В июньском солнце над площадью Бенуа медленно курилась взвешенная масса паров бензина. И хотя ласковое тепло июньского солнца должно было пробудить в памяти картины идиллических сельских пейзажей, эта картина рождала видение пыльных дорог, на которых задыхались шоферы. В конторе «Кредитного банка», фасад которого выходил на улицу Пари-Бранс, американец лет тридцати пяти вдохнул испарения, и ему показалось, что их аромат полностью соответствовал тому, чем он должен был сейчас заняться. Откуда-то с небес на него неожиданно сошла пелена черного ужаса. Он пошел наверх, в уборную. Замер за дверью, чуть дрожа.
Посмотрел в окно — его взгляд задержался на вывеске: «1000 сорочек». Упомянутые сорочки заполняли всю витрину магазина: к иным был приложен галстук, и все вместе было аккуратно сложено и упаковано, а иные с дешевой претензией на богемный беспорядок были разбросаны внизу витрины. Тысяча сорочек — попробуй, сосчитай! Бросив взгляд налево, он прочитал: «Писчебумажные принадлежности», «Кондитерская», «Распродажа», «Рекламное агентство», «Констанция Тальмадж в “Dejeuner de Solil”»; посмотрев вправо, он встретился с еще более мрачными объявлениями: «Облачения для священников», «Прием заявлений о смерти» и «Похоронные принадлежности». Жизнь и Смерть…
Дрожь Генри Марстона усилилась; его стало попросту трясти. «Было бы неплохо, если бы это и был конец, и ничего больше не нужно было делать», — подумал он. С такой надеждой он и присел на стульчак. Но очень редко конец всему приходит именно так; немного погодя, когда он уже слишком утомился, чтобы хоть о чем-то думать, дрожь стихла и ему стало лучше. Спускаясь по ступенькам, он выглядел таким же проворным и уверенным в себе, как и любой другой служащий банка; он поздоровался с парой знакомых клиентов. Затем у него на лице появилась суровая, натянутая гримаса.
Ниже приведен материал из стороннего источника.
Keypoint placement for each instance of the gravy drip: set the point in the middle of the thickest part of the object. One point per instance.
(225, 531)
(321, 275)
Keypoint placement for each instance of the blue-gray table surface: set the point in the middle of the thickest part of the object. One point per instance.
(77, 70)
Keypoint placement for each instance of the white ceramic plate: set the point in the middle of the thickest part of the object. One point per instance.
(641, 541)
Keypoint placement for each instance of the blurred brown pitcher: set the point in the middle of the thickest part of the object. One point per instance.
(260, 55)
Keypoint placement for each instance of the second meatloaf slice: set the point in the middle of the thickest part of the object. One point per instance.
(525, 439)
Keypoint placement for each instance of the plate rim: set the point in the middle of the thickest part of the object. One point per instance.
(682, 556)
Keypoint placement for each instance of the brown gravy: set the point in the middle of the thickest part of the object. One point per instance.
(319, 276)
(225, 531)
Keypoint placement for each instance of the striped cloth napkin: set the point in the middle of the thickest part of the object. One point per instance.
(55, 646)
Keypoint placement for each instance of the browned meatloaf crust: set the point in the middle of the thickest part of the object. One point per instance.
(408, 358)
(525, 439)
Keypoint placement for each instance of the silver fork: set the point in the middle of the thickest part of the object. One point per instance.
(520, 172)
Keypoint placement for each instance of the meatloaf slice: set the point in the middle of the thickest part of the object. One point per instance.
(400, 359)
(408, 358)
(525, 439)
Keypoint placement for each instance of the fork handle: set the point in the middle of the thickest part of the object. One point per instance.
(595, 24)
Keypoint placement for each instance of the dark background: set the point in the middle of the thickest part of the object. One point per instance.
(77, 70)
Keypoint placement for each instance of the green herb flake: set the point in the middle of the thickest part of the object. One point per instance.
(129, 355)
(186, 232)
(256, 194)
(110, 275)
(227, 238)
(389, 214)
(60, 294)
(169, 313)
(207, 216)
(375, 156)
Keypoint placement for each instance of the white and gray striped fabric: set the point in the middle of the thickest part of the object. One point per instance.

— Ба, Генри Клэй Марстон! — красивый старик пожал ему руку и уселся на стул. — Генри, мне бы хотелось продолжить наш вчерашний разговор. Как насчет ланча? Может, сходим в кафе?
— Только не сегодня, судья Уотерберри; простите, но я занят.
— Ну, тогда давай поговорим сейчас, потому что сегодня вечером я уезжаю. Сколько же эти богатеи платят тебе за то, что ты с таким важным видом здесь восседаешь?
Генри Марстон знал, что последует дальше.
— Десять тысяч плюс возмещение расходов в разумных пределах, — ответил он.
— А что бы ты сказал об удвоенной сумме, — тебе ведь надо всего лишь вернуться обратно, в Ричмонд? Ты тут уже восемь лет и даже не подозреваешь о тех возможностях, что откроются перед тобой там! И почему оба моих мальчика…
Генри почтительно слушал, но в это утро он никак не мог сосредоточиться. Он неопределенно высказался о том, что в Париже живется гораздо удобнее, и удержал себя от откровенных высказываний по поводу жизни в родительском доме.
Судья Уотерберри кивком подозвал высокого человека с бледным лицом, ждавшего у столика со свежей почтой.
— Это — мистер Визе! — сказал он. — Мистер Визе родом из нашего штата; он скоро станет совладельцем моей фирмы.
— Рад познакомиться с вами, сэр!
Мистер Визе говорил с нарочито южным акцентом.
— Вы понимаете, какое предложение делает вам судья?
— Да, — кратко ответил Генри. Он сразу признал этот тип: благоденствующий метис, полученный, по всей вероятности, от скрещивания «саквояжника» и бедной белой.
Когда Визе отошел, судья сказал, как бы извиняясь:
— Он один из богатейших людей на Юге, Генри!
Затем, после паузы:
— Вернись домой, мальчик!
— Я думаю, мы уже все обсудили, судья!
Румяное лицо, обрамленное седыми волосами, на миг показалось таким добрым; затем оно как бы поблекло, стало казаться некрасивым и в нем появилось нечто от машины — нечто убийственно-сосредоточенное и не по-европейски мрачное. Генри Марстон уважал эту открытость — он научился этому на работе в банке, где ему приходилось сталкиваться с ней ежедневно, подобно тому, как смотрителю музея приходится каждый день своими собственными руками касаться прекрасных экспонатов, свершивших длинный путь во времени и пространстве. Но это не давало никаких преимуществ судье; на вопросы, которые задавала жизнь Генри Марстону, ответы можно было найти лишь во Франции. Каждый день в полдень, когда Генри шел домой на обед, он оставлял позади себя все семь поколений своих предков из Виргинии.